Segundo ele, isso abalou as políticas brasileiras de combate ao trabalho escravo contemporâneo, que resgatam pessoas desde 1995.
A comunicação cita que a Comissão Nacional para a Erradicação do Trabalho Escravo (Conatrae), coordenada pelo Ministério dos Direitos Humanos e da Cidadania, aprovou uma nota pública, em 29 de setembro, afirmando ser “absolutamente inaceitável o processo de retorno da vítima Sônia à cena do crime”.
Questionada pelo UOL, na época da publicação da matéria, sobre as postagens no Instagram, a família Borba afirmou, através de sua assessoria, que “em respeito às decisões da Justiça, não haverá manifestação enquanto perdurar o sigilo”.
Após a repercussão do caso, o desembargador, sua esposa e os quatro filhos do casal assinaram uma nota à imprensa anunciando que vão ingressar na Justiça com pedido de filiação afetiva, garantindo direitos de herança.
Também afirmaram que jamais tolerariam trabalho escravo, “ainda mais contra quem sempre trataram como membro da família”, e que estão colaborando com as autoridades.
Trabalho escravo contemporâneo no Brasil
A Lei Áurea aboliu a escravidão formal em maio de 1888, o que significou que o Estado brasileiro não mais reconhece que alguém seja dono de outra pessoa.
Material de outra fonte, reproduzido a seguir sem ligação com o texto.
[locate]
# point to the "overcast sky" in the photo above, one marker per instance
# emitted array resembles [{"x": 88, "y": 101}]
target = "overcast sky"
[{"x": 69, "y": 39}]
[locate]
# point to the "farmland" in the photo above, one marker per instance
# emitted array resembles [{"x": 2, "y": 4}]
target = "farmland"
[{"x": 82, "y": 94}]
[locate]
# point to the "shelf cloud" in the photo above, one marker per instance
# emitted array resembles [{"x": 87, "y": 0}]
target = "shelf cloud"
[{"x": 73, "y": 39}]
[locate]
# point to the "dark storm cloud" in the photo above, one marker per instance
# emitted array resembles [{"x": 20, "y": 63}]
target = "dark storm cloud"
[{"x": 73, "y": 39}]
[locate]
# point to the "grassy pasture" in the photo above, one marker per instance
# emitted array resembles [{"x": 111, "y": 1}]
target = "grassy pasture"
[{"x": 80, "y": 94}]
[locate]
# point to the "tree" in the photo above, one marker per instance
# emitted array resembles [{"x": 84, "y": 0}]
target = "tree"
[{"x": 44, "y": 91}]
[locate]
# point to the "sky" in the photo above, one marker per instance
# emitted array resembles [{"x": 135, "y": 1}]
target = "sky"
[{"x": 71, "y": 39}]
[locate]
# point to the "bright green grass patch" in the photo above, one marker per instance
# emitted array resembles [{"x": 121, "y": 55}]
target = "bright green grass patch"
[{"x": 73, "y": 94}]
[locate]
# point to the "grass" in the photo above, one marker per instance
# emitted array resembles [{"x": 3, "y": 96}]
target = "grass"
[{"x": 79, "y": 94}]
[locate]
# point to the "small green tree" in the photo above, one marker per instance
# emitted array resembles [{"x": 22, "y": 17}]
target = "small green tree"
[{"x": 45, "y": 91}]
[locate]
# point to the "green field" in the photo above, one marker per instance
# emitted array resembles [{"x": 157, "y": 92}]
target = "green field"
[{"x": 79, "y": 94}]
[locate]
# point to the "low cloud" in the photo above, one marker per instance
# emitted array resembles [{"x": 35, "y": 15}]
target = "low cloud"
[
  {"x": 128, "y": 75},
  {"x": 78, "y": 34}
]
Persistiram, contudo, situações que transformam pessoas em instrumentos descartáveis de trabalho, negando a elas sua liberdade e dignidade.
Desde a década de 1940, a legislação brasileira prevê a punição a esse crime. A essas formas dá-se o nome de trabalho escravo contemporâneo, escravidão contemporânea, condições análogas às de escravo.
De acordo com o artigo 149 do Código Penal, quatro elementos podem definir escravidão contemporânea por aqui: trabalho forçado (que envolve cerceamento do direito de ir e vir), servidão por dívida (um cativeiro atrelado a dívidas, muitas vezes fraudulentas), condições degradantes (trabalho que nega a dignidade humana, colocando em risco a saúde e a vida) ou jornada exaustiva (levar ao trabalhador ao completo esgotamento dado à intensidade da exploração, também colocando em risco sua saúde e vida).
Os mais de 61,7 mil trabalhadores resgatados, desde 1995, estavam em fazendas de gado, soja, algodão, café, frutas, erva-mate, batatas, cebola, sisal, na derrubada de mata nativa, na produção de carvão para a siderurgia, na extração de caulim e de minérios, na construção civil, em oficinas de costura, em bordéis, entre outras atividades.
Em 2021 e 2022, 30 pessoas foram resgatadas por ano do trabalho escravo doméstico.
A pecuária bovina é a principal atividade econômica flagrada desde 1995. Números detalhados sobre as ações de combate ao trabalho escravo podem ser encontrados no Painel de Informações e Estatísticas da Inspeção do Trabalho no Brasil.